Ephemeral

If you’re not familiar with it yet, you will be soon.

Of course, here’s the obligatory Webster’s Google definition:

Ephemeral

It may be the best reaction to the privacy and data collection concerns that are mainstays in headlines now. When you have your own SNL skit you know you’ve made it.

You Can’t Win…No Really, Why Even Try?

The thing with privacy is that it’s a never ending battle.

Beef up your security a gabillion times over? The more & more secure you make your sacred information, the harder it is for you to live a normal (internet) life. And it feels like it’s inevitable that your data will leak eventually, no matter how amazing the security might seem right now.

Stop using Google? And it’s not just the stuff you want to be secure, but also about Google and their goggolplex of personal data they have about you. How longare you willing to keep trusting them? Could you even give up Google cold turkey? I can’t.

Stop using that app you don’t even remember ever using? Or even think about this: what was that small social app you used 5 years…something like MySpace maybe? Where is all your MySpace info now? And more importantly, where is it going to be 10 years from now?

Ok, I’ll just unplug my computer. Avoiding the internet altogether doesn’t work either. Janet Vertesi tried that and lost. I mean she went all out super ninja style and still lost when she used too much cash, which caused her to be tracked by authorities.

It’s Time For A Digital Spring Cleaning

Regardless of whether someone ever gets a hold of your precious, precious, amazon sock purchasing history, do you really even want all of this data?

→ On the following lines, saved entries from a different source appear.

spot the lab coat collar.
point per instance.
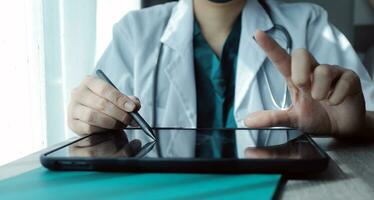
(179, 30)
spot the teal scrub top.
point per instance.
(215, 91)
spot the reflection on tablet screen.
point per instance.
(133, 143)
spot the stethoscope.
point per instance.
(283, 105)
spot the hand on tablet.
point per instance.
(105, 145)
(96, 106)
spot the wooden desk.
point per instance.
(350, 174)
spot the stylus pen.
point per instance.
(135, 115)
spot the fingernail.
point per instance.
(129, 106)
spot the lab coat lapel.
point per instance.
(250, 59)
(179, 70)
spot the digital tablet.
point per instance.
(175, 150)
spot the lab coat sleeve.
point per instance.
(330, 46)
(117, 60)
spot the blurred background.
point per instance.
(48, 46)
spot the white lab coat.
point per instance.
(132, 56)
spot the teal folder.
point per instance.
(43, 184)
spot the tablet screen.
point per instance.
(189, 143)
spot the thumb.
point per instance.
(268, 118)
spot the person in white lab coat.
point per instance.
(331, 91)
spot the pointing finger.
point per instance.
(275, 53)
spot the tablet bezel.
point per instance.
(189, 165)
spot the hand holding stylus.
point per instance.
(97, 106)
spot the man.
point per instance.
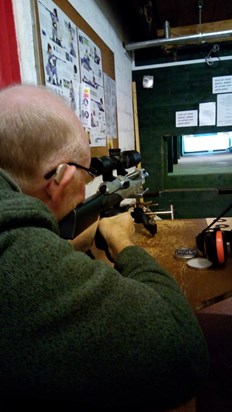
(74, 329)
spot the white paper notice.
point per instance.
(186, 118)
(222, 84)
(224, 109)
(207, 114)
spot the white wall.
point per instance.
(101, 18)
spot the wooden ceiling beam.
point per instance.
(203, 28)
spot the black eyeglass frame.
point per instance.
(91, 170)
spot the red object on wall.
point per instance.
(9, 60)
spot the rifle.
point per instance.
(107, 201)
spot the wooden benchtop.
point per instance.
(201, 287)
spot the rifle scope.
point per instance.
(117, 160)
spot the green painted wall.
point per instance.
(178, 88)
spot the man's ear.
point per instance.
(58, 184)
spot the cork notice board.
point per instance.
(64, 67)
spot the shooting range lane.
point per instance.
(201, 287)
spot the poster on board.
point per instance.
(91, 76)
(60, 53)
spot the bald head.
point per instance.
(38, 130)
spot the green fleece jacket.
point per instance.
(74, 328)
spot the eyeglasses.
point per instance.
(91, 170)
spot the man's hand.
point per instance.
(118, 232)
(85, 240)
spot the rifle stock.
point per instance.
(106, 202)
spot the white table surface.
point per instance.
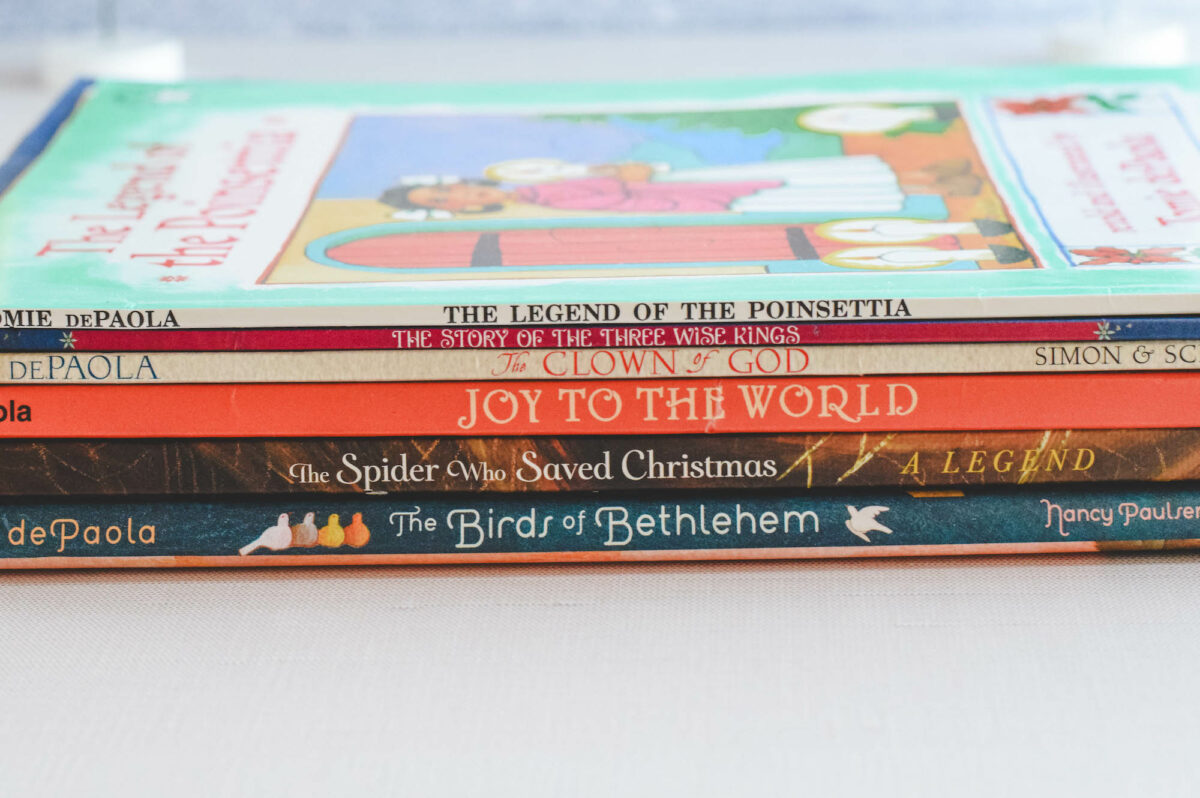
(1036, 676)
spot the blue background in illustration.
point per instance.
(381, 150)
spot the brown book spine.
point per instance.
(906, 460)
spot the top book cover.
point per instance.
(903, 196)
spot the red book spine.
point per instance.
(606, 407)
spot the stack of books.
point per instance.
(267, 324)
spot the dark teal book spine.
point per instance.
(484, 528)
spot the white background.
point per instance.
(1037, 676)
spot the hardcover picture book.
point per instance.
(1029, 193)
(857, 316)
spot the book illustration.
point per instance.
(276, 538)
(282, 537)
(246, 204)
(849, 186)
(1111, 174)
(331, 535)
(305, 533)
(862, 522)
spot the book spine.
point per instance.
(598, 335)
(1113, 304)
(593, 364)
(1140, 401)
(339, 531)
(382, 466)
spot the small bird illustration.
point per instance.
(305, 533)
(864, 521)
(357, 533)
(331, 534)
(276, 538)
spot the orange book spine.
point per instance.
(599, 407)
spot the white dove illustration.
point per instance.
(276, 538)
(864, 521)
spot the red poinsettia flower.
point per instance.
(1044, 106)
(1105, 256)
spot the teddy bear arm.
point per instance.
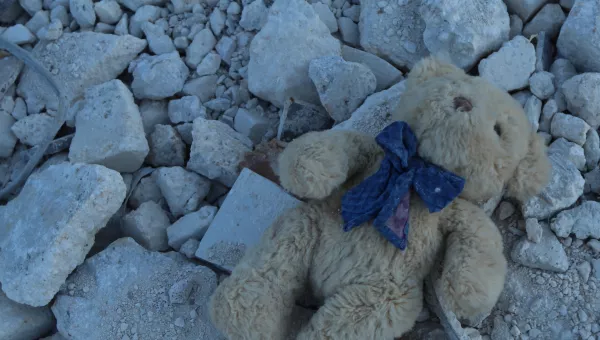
(315, 164)
(257, 300)
(366, 311)
(474, 266)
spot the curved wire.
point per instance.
(28, 59)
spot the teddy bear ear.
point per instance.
(431, 67)
(532, 173)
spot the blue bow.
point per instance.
(385, 195)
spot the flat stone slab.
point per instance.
(128, 292)
(251, 206)
(48, 229)
(19, 321)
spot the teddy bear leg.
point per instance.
(315, 164)
(474, 263)
(366, 311)
(257, 299)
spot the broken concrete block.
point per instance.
(193, 225)
(128, 292)
(80, 60)
(237, 226)
(147, 225)
(251, 123)
(183, 190)
(166, 147)
(217, 150)
(66, 205)
(19, 321)
(109, 129)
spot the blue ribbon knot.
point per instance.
(385, 195)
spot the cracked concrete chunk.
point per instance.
(66, 204)
(77, 61)
(237, 225)
(127, 288)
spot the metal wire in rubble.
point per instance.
(28, 59)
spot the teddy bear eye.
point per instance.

In large enough quantities, digital data becomes digital clutter.

Just as you comb through your closet every year, tossing out old clothes during an annual spring cleaning, should you be doing the same with your data? I miss my college days when I had a stack of ~50 physical pictures that encompassed everything important in my life. That stack made it through all of college, constantly ebbing and flowing as new friends were added and old ones fell off.

Now I have thousands of digital pictures that I’ve never seen.

This Blog Will Self Destruct in 30 Seconds…

Which brings us back an ephemeral approach to privacy.

Can you track something that doesn’t exist?

Let’s take the ephemeral movement’s posterchild Snapchat. Well, let’s first get your sexting jokes out of the way. Annnnnnnd go…

snapchat

…ok, have your attention again?

Seriously, let’s look at what makes Snapchat so popular?

  • There’s no social pressure – I no longer care how many likes my post will get, if any
  • There’s no memory capital used – I no longer care how much space this will take up on my phone
  • There’s no future regret – I no longer worry about making a mistake
  • There’s no picture after 10 seconds – Well, so they say…

Here are some other people doing similar things:

I’ll End With an Old Story on MS Word

I remember the first few times I ever wrote school papers on computers. I’d spend hours at the computer making sure I had my 2″ margins, double-spacing and 14pt fonts.

At the time we had a single PC in our house up in my parent’s sitting room, so I’d camp out there and start cranking away. Here’s what’d always happen though: inevitably, I’d get about three quarters of the way through and then…

  • …I’d accidentally hit the delete key and somehow erase the entire document,
  • …or I’d accidentally kick the power cord with my foot and shut down the PC,
  • …or I’d see a blue screen of death and have to reboot,
  • …or the PC would just freeze, secretly laughing at me from the other side of that 10 foot deep CRT monitor.

Did this ever happen to you?

I don’t know how many mice I broke in frustration. Hours of work, completely lost. I’d have to start typing from scratch. I became a habitual CTRL + S’er. CTRL+S dominated my dreams.

Now?

Ha! Good luck.

I challenge you to startup a new Microsoft Word 2013 doc and “lose” some of your work. I’m pretty sure it’s impossible. And I’m not sure that’s a good thing.

So on that note, I’m excited for new apps and platforms that start treating my data ephemerally. What about you?